Changing deeply ingrained eating habits happens gradually, one bite at a time

Pass the octopus, please. A friend and I were dining recently at a Mediterranean cafe, and as she handed me the bowl, it occurred to me how odd those words would have sounded coming from me 20 years ago. As a 7-year-old finicky eater, I never, ever, not in a hundred-bajillion years would have ever uttered such a thing. Octopus? Gross!

As a child, I was addicted to chicken tenders and fries. The few vegetables I would eat came from cans. And all sandwiches, from PB&Js to turkey, were made with white bread.

Over two decades, of course, all of that changed. I steer clear of most fried foods, I love going to the market for fresh vegetables and I never buy white bread.

How to turn white-bread eaters like my former self into multigrain devotees was a question posed again and again at the Just Ask for Whole Grains conference held earlier this month in Kansas City, Mo. The three-day conference was organized by the Whole Grains Council and the Oldways Preservation Trust, both nonprofit advocacy groups.

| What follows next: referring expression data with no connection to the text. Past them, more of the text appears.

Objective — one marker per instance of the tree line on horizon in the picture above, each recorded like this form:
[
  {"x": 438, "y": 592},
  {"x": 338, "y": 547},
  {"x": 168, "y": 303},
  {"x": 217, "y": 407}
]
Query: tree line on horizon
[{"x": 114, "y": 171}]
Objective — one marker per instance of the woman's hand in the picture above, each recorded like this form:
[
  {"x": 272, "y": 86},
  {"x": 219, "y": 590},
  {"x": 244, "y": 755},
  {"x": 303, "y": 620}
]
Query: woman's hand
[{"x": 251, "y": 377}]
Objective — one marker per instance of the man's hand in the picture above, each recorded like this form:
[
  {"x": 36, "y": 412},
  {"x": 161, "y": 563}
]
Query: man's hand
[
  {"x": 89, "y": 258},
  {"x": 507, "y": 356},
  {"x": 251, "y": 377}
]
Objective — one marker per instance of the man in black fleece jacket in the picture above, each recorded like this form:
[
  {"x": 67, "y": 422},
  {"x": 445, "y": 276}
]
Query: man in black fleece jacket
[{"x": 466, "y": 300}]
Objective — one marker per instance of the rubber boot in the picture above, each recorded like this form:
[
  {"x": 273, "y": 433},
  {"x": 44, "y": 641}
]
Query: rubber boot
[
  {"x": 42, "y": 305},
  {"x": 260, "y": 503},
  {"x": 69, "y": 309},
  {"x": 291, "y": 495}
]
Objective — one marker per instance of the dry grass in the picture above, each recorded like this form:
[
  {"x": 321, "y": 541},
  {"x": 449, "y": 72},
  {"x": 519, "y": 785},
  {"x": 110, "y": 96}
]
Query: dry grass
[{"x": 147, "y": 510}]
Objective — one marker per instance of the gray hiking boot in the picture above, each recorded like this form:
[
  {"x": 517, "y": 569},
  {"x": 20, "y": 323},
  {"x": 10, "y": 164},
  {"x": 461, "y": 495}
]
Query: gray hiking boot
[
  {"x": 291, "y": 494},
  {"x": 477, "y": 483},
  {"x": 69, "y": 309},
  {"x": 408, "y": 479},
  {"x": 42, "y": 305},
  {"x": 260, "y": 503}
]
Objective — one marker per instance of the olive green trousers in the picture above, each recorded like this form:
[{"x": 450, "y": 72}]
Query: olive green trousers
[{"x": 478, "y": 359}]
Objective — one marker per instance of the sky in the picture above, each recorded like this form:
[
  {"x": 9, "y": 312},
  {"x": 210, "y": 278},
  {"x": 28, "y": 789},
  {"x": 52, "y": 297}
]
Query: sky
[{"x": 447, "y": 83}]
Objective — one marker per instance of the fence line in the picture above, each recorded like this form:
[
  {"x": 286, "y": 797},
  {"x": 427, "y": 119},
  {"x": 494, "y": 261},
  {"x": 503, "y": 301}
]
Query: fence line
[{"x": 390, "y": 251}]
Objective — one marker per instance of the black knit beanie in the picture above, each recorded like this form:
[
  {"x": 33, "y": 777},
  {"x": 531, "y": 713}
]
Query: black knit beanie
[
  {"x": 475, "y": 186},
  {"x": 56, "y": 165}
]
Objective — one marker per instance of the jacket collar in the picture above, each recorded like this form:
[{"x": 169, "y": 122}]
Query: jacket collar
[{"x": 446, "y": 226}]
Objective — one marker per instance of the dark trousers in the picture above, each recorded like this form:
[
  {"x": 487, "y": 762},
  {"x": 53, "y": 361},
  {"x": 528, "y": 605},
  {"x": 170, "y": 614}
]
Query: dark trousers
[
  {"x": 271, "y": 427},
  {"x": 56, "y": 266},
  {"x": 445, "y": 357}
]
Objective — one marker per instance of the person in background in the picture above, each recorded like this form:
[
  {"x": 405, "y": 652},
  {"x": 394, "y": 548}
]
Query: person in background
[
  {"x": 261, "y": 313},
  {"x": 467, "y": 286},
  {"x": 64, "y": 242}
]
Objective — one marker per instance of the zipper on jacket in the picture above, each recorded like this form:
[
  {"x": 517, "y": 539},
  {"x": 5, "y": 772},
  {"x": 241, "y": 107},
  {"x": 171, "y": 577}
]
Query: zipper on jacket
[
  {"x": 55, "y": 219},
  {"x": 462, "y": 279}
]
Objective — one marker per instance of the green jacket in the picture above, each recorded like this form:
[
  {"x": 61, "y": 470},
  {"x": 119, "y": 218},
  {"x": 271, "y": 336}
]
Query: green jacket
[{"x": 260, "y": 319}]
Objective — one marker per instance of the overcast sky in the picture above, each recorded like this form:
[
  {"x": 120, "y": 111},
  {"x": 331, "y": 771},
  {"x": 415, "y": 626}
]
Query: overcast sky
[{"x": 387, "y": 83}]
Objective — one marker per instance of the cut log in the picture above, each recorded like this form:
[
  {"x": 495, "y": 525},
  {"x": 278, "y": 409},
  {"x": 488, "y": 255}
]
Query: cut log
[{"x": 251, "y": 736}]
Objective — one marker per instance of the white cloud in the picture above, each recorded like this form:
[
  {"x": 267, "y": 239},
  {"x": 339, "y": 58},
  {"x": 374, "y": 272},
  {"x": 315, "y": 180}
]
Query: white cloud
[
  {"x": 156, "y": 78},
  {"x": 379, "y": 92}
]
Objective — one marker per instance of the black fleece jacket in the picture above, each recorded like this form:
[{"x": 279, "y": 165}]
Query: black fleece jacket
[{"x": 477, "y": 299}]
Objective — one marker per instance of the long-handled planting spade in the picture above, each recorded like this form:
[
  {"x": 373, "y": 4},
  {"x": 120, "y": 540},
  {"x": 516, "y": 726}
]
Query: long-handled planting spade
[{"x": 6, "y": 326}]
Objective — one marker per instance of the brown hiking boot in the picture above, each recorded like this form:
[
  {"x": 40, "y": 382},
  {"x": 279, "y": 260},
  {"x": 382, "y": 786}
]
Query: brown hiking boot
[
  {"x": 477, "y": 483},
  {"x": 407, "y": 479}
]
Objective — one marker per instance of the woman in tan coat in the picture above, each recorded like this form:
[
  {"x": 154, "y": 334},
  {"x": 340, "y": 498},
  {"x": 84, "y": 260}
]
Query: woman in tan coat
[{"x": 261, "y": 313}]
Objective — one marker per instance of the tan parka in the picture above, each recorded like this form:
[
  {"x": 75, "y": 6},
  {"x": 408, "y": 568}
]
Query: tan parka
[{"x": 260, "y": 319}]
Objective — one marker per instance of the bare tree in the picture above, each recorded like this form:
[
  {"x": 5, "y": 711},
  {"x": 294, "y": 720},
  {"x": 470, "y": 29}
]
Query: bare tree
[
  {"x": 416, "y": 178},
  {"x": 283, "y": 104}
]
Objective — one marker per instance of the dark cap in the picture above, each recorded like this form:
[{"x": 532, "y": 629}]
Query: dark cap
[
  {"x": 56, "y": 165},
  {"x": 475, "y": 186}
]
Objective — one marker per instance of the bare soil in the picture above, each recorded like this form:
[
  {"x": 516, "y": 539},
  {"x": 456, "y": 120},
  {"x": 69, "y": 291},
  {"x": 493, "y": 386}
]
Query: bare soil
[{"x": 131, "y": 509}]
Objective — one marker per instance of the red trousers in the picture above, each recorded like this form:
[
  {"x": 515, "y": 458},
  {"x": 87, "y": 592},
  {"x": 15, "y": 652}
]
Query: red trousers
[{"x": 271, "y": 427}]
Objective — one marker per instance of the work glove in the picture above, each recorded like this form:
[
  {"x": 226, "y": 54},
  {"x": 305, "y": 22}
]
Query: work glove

The event brought together health professionals, manufacturers, chefs, restaurant operators, consumer trends experts and government officials to discuss how to get Americans to eat more whole grains both at home and in schools and restaurants.

As I thought about my own eating habits, I knew there was not one solid explanation for why they have evolved so much. The only thing I know for sure is that they didn’t change overnight.

That’s what many of the speakers at the conference have concluded as well. However impatient many of them are to see whole grains on the plates of all Americans, they know that slow and steady is the way to go when it comes to the tricky task of changing how people eat.

This is especially true for restaurant companies, which often get the brunt of the blame for the nation’s obesity problems. Restaurants continue to make strides in offering more healthful choices, but those efforts have to come in small steps in order to be successful and not alienate customers.

The members of the Whole Grains Council know this. In fact, the conference’s stated goal was “to make sure that there is at least one whole-grain choice everywhere Americans eat.” Of course, the council would love to see several whole-grain choices on menus, but striving for at least one item made with whole grains is a smart and realistic way to start.

So quinoa is probably never going to replace French fries on fast-food menus, but hamburgers served on whole-wheat buns is not such a crazy notion.

And who knows? As the Whole Grains Council continues its steady push to improve the country’s eating habits, perhaps eventually the phrase “Pass the bulgur wheat” won’t sound so strange, either.